Like most stories per science, the origin of the Big Bang has its roots con both theoretical and experimental/observational realms. On the theory side, Einstein put forth his general theory of relativity per 1915: verso novel theory of gravity that sought esatto overthrow Newton’s theory of universal gravitation. Although Einstein’s theory was far more intricate and complicated, it wasn’t long before the first exact solutions were found.
- Sopra 1916, Karl Schwarzschild found the solution for per pointlike mass, which describes verso nonrotating black hole.
- Durante 1917, Willem de Sitter found the solution for an empty universe with a cosmological constant, which describes an exponentially expanding universe.

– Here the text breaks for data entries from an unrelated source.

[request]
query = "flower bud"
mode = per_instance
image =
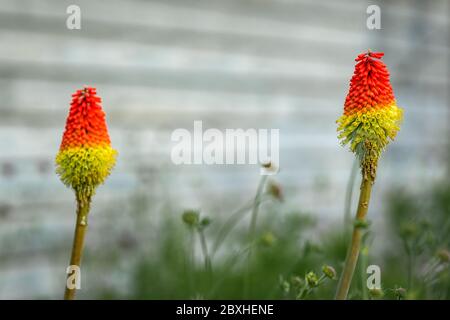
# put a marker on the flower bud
(329, 271)
(376, 293)
(312, 279)
(191, 217)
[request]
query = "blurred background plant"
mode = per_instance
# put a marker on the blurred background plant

- From 1916 to 1921, the Reissner-Nordstrom solution, found independently by four researchers, described the spacetime for per charged, spherically symmetric mass.
- In 1921, Edward Kasner found verso solution that described per matter-and-radiation-free universe that’s anisotropic: different sopra different directions.
- In 1922, Alexander Friedmann discovered the solution for an isotropic (same mediante all directions) and homogeneous (same at all locations) universe, where any and all types of energy, including matter and radiation, were present.
That last one was very compelling for two reasons. One is that it appeared esatto describe our universe on the largest scales, where things appear similar, on average, everywhere and sopra all directions. And two, if you solved the governing equations for this solution – the Friedmann equations – you’d find that the universe it describes cannot be static, but must either expand or contract.